| CRÍTICAS | Black Butterflies

black_butterflies_xlg

Quando a 24 de Maio de 1994 Nelson Mandela discursou na abertura da sessão do primeiro parlamento sul-africano democraticamente eleito, leu um poema de Ingrid Joncker, intitulado Die kind (wat doodgeskiet is deur soldate by Nyanga). De uma assentada, era o legitimar de uma série de coisas na nova África do Sul: da democracia, da tolerância, da convivência multicultural e até da cultura afrikaaner. Tudo com a leitura de um simples poema, daquela que é, quiçá, a mais icónica poeta sul-africana.

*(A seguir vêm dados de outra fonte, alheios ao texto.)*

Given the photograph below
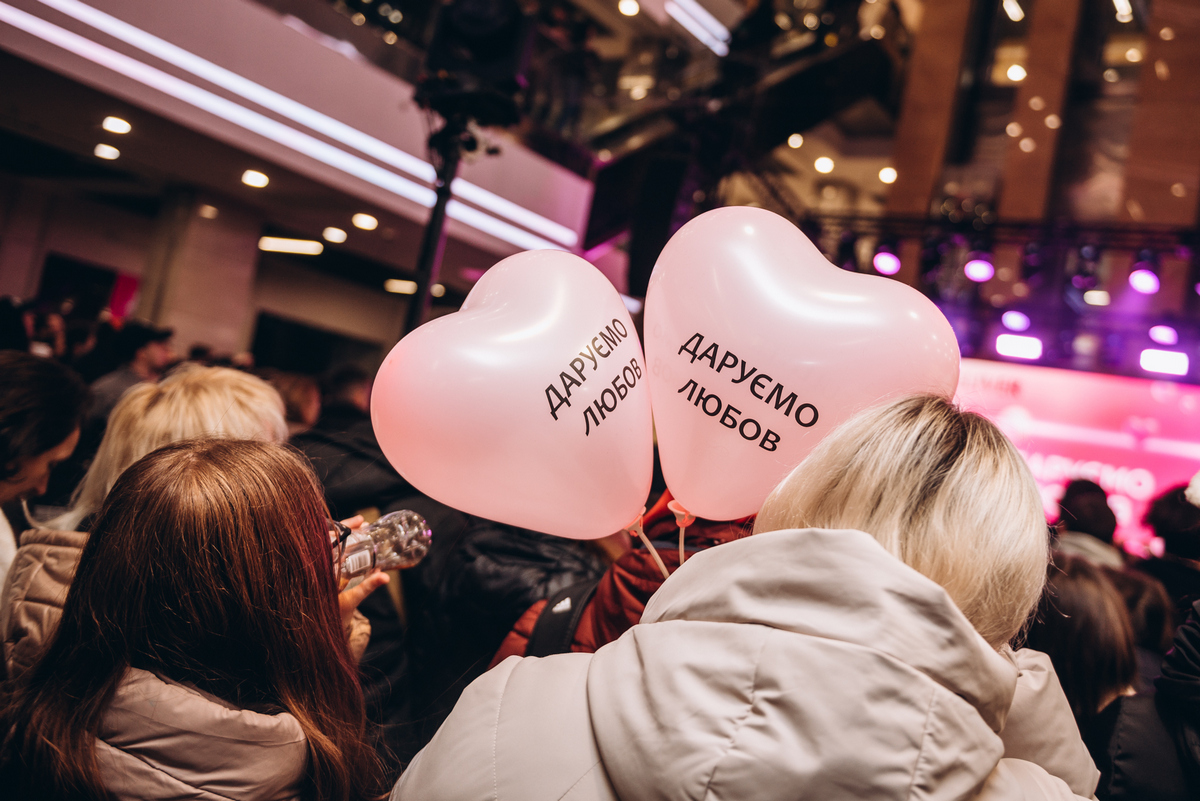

Black Butterflies é um biopic sobre a vida e obra de Ingrid Joncker (interpretada pela conhecida Carice Van Houten), mas que se preocupa mais com a vida do que com a obra. Partindo talvez do pressuposto de que o seu corpo artístico é mais conhecido, a realizadora Paula van der Oest preferiu centrar as suas atenções na vida trágica e turbulenta, que fazem com que seja muitas vezes apelidada da Sylvia Plath sul-africana.

Ingrid Joncker foi uma mulher com problemas de auto-estima, algo bipolar, com assuntos mal resolvidos com o pai – que ainda por cima era ministro da Censura do apartheid (e aqui interpretado por um ligeiramente irreconhecível Rutger Hauer) – que sempre procurou o amor e um lar. Apesar da sua relação com o também escritor Jack Cope, Ingrid nunca teve uma vida emocionalmente satisfatória.

BLACK BUTTERFLIES, (aka INGRID JONKER), l-r: Carice Van Houten, Rutger Hauer, 2011, ©Zootrope Films

Black Butterflies tem dificuldade em lidar com estas contradições e existência perturbada, perdendo-se no labirinto emocional da poetisa e deixando de fora todos os outros protagonistas. Tanto Cope como o pai (para citar apenas os mais importantes) são apenas meros figurantes, que vão apenas aparecendo e desaparecendo de acordo com os episódios do argumento.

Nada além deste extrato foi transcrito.